The CAMD Summer School - Electronic Structure Theory and Materials Design 2018
The school will teach PhD students from all over the world the basic and more advanced concepts in modern electronic structure theory including ground state density functional theory (DFT) and many-body methods. Emphasis will be put on the methodology applied “on-top” of ab-initio calculations which is essential for the computational design of new functional materials. This will be achieved through a combination of lectures given by world leading experts and hands-on computer exercises.
The primary purpose of this summer school is to teach the students how electronic structure theory can be used for materials design. An introduction to density functional theory (DFT) with particular emphasis on practical methodology and implementation aspects will be given. Extensions beyond the standard DFT formalism including time-dependent DFT, non-collinear spin, spin-orbit coupling, Berry phases and Many-body perturbation theory will be discussed. The subjects will provide the students with a basic toolbox that will allow them to perform first principles analysis of a large variety of problems in physics and chemistry. For example, quasiparticle excitations in the GW approximation, excitons from the Bethe-Salpeter Equation (BSE), time-dependent density functional theory (TDDFT), Berry phases and topological insulators, heterogeneous catalysis, electrochemistry and magnetism. The students will then be taught how to embed electronic structure calculations in a framework that facilitates design of materials with specific properties. For this purpose, there will be introductory lectures on machine learning, materials databases, and materials informatics and it will be shown how to perform materials design using data mining from materials databases and machine learning.

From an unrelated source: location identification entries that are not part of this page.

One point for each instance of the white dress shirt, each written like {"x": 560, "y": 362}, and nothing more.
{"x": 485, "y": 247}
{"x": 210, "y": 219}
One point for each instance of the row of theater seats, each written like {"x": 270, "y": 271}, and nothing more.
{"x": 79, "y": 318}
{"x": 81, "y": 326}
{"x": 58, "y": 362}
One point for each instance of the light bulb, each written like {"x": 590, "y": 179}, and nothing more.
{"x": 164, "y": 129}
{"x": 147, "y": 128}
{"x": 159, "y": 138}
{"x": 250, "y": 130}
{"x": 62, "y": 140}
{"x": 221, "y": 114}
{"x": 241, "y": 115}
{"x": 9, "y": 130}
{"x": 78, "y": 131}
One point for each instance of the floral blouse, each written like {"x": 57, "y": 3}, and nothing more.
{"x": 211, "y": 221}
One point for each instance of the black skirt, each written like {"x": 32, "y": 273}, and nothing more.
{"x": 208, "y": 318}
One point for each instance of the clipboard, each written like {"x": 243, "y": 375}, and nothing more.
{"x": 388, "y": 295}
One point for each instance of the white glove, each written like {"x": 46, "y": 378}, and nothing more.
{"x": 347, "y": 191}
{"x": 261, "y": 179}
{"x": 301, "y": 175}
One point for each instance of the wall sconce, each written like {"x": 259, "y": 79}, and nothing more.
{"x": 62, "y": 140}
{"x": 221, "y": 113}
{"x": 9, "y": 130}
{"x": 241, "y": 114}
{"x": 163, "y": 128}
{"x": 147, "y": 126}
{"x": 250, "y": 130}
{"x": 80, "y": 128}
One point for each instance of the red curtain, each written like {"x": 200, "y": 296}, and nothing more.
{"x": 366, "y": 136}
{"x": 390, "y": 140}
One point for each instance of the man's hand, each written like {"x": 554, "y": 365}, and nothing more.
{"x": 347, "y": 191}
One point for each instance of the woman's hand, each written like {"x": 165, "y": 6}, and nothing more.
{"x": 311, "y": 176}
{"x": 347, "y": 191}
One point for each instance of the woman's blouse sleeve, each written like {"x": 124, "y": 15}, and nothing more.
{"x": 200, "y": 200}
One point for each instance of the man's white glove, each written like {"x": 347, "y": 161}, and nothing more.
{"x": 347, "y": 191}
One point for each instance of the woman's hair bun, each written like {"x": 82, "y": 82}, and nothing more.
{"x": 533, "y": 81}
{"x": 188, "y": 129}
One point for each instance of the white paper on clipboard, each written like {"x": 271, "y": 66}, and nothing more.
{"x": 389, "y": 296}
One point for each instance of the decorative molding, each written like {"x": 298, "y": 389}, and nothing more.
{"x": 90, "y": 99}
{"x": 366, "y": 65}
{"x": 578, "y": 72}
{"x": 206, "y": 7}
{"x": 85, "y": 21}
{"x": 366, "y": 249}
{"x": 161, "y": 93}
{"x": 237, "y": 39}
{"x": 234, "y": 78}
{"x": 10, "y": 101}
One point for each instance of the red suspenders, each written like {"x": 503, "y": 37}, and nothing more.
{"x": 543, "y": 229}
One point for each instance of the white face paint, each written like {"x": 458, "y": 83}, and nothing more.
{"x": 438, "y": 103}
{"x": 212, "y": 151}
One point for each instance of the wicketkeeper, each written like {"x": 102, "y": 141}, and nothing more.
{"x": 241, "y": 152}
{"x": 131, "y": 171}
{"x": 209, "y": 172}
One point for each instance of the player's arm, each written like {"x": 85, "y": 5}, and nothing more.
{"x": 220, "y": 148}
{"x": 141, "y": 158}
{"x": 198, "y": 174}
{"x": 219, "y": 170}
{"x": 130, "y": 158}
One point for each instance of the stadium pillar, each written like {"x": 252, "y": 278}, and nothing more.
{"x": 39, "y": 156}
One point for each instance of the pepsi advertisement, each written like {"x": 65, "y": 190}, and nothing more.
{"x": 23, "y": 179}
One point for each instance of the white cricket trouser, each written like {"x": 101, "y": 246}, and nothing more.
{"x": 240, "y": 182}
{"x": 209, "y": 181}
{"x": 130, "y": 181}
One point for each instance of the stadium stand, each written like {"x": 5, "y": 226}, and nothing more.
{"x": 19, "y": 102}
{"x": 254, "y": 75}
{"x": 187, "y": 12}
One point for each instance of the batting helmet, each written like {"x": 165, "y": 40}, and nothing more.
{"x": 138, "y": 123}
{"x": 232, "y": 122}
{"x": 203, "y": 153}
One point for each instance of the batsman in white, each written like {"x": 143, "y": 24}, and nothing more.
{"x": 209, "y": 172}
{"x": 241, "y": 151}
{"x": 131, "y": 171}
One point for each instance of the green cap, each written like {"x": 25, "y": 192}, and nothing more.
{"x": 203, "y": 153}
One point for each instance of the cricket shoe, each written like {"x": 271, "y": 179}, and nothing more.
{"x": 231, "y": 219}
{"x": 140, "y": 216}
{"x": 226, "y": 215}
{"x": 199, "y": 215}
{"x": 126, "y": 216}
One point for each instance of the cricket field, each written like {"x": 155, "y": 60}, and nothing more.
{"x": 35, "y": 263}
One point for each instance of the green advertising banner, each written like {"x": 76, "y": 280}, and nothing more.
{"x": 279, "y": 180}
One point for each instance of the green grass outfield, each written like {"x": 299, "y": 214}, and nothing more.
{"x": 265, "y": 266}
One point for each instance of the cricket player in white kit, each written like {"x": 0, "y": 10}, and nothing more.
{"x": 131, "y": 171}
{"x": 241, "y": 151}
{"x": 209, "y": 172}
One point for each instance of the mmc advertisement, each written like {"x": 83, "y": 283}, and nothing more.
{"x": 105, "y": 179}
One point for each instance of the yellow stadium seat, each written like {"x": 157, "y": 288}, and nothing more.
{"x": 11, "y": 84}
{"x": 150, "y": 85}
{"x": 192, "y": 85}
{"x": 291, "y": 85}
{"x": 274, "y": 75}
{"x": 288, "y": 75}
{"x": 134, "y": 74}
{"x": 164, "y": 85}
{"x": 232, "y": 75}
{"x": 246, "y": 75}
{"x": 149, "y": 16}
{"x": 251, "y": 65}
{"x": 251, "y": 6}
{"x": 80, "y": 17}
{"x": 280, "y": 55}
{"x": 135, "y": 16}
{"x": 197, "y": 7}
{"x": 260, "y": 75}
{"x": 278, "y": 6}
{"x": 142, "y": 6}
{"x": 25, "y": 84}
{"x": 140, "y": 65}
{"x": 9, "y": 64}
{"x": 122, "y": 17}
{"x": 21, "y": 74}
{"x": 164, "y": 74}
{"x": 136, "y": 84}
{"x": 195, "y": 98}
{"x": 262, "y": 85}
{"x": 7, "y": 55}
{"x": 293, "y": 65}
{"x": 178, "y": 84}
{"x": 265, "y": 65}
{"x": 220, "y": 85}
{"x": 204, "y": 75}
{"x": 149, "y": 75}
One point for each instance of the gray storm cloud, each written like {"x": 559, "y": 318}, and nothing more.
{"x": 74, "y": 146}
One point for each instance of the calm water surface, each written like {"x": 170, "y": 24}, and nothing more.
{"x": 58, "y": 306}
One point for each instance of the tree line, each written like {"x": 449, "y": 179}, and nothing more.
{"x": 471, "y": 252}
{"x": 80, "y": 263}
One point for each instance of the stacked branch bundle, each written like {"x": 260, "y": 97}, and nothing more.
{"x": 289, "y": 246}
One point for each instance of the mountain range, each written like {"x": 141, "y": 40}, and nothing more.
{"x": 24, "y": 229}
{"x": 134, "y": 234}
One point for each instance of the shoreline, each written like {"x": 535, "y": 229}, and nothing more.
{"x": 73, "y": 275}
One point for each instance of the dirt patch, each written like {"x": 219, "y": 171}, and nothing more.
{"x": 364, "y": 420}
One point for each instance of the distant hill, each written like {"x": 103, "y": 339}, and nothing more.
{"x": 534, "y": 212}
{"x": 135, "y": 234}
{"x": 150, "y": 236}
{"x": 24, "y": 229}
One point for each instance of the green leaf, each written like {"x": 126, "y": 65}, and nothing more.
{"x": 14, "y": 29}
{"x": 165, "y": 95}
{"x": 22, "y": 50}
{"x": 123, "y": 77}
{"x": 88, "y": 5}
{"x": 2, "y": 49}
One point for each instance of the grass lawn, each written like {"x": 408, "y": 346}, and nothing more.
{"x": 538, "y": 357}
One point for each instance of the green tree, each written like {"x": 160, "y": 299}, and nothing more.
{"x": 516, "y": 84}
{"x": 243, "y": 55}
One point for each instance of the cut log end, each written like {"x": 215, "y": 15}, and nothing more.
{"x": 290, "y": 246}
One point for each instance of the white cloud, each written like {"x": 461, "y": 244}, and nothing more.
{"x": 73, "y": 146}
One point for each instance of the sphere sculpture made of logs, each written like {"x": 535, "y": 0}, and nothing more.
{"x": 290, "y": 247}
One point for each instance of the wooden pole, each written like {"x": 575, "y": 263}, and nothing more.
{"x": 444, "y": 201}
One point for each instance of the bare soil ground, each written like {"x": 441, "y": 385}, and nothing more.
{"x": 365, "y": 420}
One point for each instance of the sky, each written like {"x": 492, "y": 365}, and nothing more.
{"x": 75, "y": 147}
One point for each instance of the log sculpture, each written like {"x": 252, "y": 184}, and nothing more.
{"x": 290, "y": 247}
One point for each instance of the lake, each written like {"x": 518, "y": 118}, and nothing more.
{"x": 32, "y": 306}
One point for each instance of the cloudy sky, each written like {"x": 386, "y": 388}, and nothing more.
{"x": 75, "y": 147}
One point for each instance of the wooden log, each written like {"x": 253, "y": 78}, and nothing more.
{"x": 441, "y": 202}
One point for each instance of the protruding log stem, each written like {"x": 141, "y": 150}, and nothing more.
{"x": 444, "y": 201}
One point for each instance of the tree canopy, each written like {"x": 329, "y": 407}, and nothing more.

The summer school will consist of lectures by international experts in the field followed by computer exercises giving hands-on-experience with the concepts discussed in the lectures. The lectures will be divided in tutorial lectures, which covers the basic theory on specific subjects and applied lectures, where it is demonstrated how to apply the methodology to tackle cutting edge research problems. The computer exercises will be based on the electronic structure code GPAW and the Atomic Simulation Environment (ASE). GPAW is based on the projector-augmented wave methodology and can perform computations on real space grids, plane waves or localized atomic orbitals. Besides ground state DFT, GPAW can perform various post-DFT electronic structures calculations such as GW, BSE, and TDDFT – all exemplified by pedagogical exercises. The ASE is a general purpose open source simulation environment that can be used to setup, control, and analyze electronic structure simulations carried out in a variety of electronic structure codes, e.g. including VASP, Octopus, GPAW, Dacapo, AbInit, ASAP, and Siesta. The exercises will be supervised by expert users of ASE and GPAW.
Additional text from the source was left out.